Data Design

The data design action

The data design action translates data objects defined as part of the analysis model into data structures at the component level and a database architecture at application level when necessary.

Data design at the architectural level

The data objects defined during software requirements and analysis are modeled using ER diagram and data dictionaries. The data design translates these data objects into data structures at the software component level and database architecture at the application level.

Nowadays, data architecture is not only limited to data structures at the program level and databases at application level but to many applications encompassing hundreds of gigabytes of data. The challenge for business has been to extract useful information from this data environment, particularly when the desired information is cross-functional. Hence data mining techniques or knowledge discovery in databases (KDD) has been developed to extract appropriate-business level information. But sometimes it seems to be difficult for data mining techniques with the existence of multiple databases, their different structures, the degree of detail contained with the databases. Hence an alternate solution Data Warehouse adds an additional layer to the data architecture.

A data warehouse is a separate data environment which is a large and independent database that encompasses some of the data that are stored in databases that serves the set of applications required by a business.

Data design at the component level

Data design at the component level focuses on the representation of data structures that are directly accessed by one or more software components. Recalling that requirements, analyses, and design often overlap, consider the following set of principles for data specification:

1. Systematic analysis of data

The systematic analysis principles applied to function and behaviour should also be applied to data representations of data flow and content should also be developed and reviewed similarly to functional requirements and preliminary design. Data objects should be identified, alternative data organizations should be considered and the impact of data modeling on software design should be evaluated.

2. Identification of data structures and operations

All data structures and the operations to be performed on each should be identified. The design of efficient data structures must take the operations to be performed on the data structures into account.

3. Use of data dictionary

A data dictionary should be established and used to define both data and program design.

4. Low-level design decisions

Low-level data design decisions should be defined until late in the design process.
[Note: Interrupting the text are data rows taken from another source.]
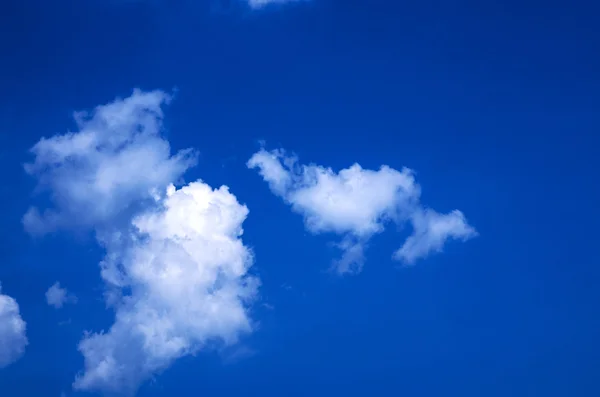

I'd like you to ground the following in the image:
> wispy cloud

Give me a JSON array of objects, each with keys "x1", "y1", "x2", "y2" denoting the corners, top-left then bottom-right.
[
  {"x1": 26, "y1": 90, "x2": 258, "y2": 394},
  {"x1": 0, "y1": 284, "x2": 27, "y2": 369},
  {"x1": 220, "y1": 345, "x2": 257, "y2": 364},
  {"x1": 394, "y1": 209, "x2": 477, "y2": 264},
  {"x1": 246, "y1": 0, "x2": 304, "y2": 9},
  {"x1": 45, "y1": 282, "x2": 78, "y2": 309},
  {"x1": 23, "y1": 89, "x2": 196, "y2": 235},
  {"x1": 248, "y1": 147, "x2": 476, "y2": 273}
]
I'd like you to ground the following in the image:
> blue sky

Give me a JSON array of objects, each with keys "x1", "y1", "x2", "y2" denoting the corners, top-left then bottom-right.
[{"x1": 1, "y1": 0, "x2": 599, "y2": 396}]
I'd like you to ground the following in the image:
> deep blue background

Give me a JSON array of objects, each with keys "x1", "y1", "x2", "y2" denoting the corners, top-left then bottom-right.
[{"x1": 1, "y1": 0, "x2": 599, "y2": 396}]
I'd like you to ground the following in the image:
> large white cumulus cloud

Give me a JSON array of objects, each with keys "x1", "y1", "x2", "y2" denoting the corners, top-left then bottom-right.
[
  {"x1": 248, "y1": 148, "x2": 476, "y2": 273},
  {"x1": 0, "y1": 284, "x2": 28, "y2": 369},
  {"x1": 25, "y1": 90, "x2": 258, "y2": 394},
  {"x1": 75, "y1": 182, "x2": 257, "y2": 393}
]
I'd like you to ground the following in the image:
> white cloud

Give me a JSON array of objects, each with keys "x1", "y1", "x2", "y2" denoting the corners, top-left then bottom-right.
[
  {"x1": 0, "y1": 284, "x2": 28, "y2": 369},
  {"x1": 23, "y1": 89, "x2": 197, "y2": 235},
  {"x1": 45, "y1": 282, "x2": 77, "y2": 309},
  {"x1": 248, "y1": 147, "x2": 476, "y2": 272},
  {"x1": 247, "y1": 0, "x2": 302, "y2": 9},
  {"x1": 25, "y1": 90, "x2": 258, "y2": 395},
  {"x1": 394, "y1": 209, "x2": 477, "y2": 264},
  {"x1": 75, "y1": 182, "x2": 257, "y2": 394}
]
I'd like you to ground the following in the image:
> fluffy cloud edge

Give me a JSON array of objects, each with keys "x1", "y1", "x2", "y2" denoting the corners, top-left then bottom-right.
[
  {"x1": 23, "y1": 88, "x2": 197, "y2": 236},
  {"x1": 0, "y1": 284, "x2": 28, "y2": 369}
]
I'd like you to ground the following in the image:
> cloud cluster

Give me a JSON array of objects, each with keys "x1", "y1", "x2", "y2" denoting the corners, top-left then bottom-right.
[
  {"x1": 24, "y1": 88, "x2": 476, "y2": 392},
  {"x1": 26, "y1": 90, "x2": 258, "y2": 394},
  {"x1": 248, "y1": 148, "x2": 476, "y2": 273},
  {"x1": 45, "y1": 282, "x2": 77, "y2": 309},
  {"x1": 0, "y1": 284, "x2": 28, "y2": 369}
]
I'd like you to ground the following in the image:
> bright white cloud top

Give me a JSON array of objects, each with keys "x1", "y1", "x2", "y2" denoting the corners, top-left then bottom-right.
[
  {"x1": 248, "y1": 148, "x2": 477, "y2": 273},
  {"x1": 25, "y1": 90, "x2": 258, "y2": 394},
  {"x1": 0, "y1": 284, "x2": 28, "y2": 369},
  {"x1": 45, "y1": 282, "x2": 77, "y2": 309}
]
The overall data organization may be defined during requirements analysis, refined during data design work and specified in detail during component level design.

5. Information hiding and data access

The representation of data structure should be known only to those modules that must make direct use of the data contained within the structure. The concept of information hiding and the related concept of coupling essential for the quality of software design which proves the importance of separating the logical view of a data object from its physical view.

6. Library of data structures

A library of useful data structures and operations that may be applied to them should be applied.

7. Language support for abstract data types

A software design and programming language should support the specification and realization of abstract data types. The implementation of a sophisticated data structure can be made exceedingly difficult if no means for direct specification of the structure exists in the programming language chosen for implementation.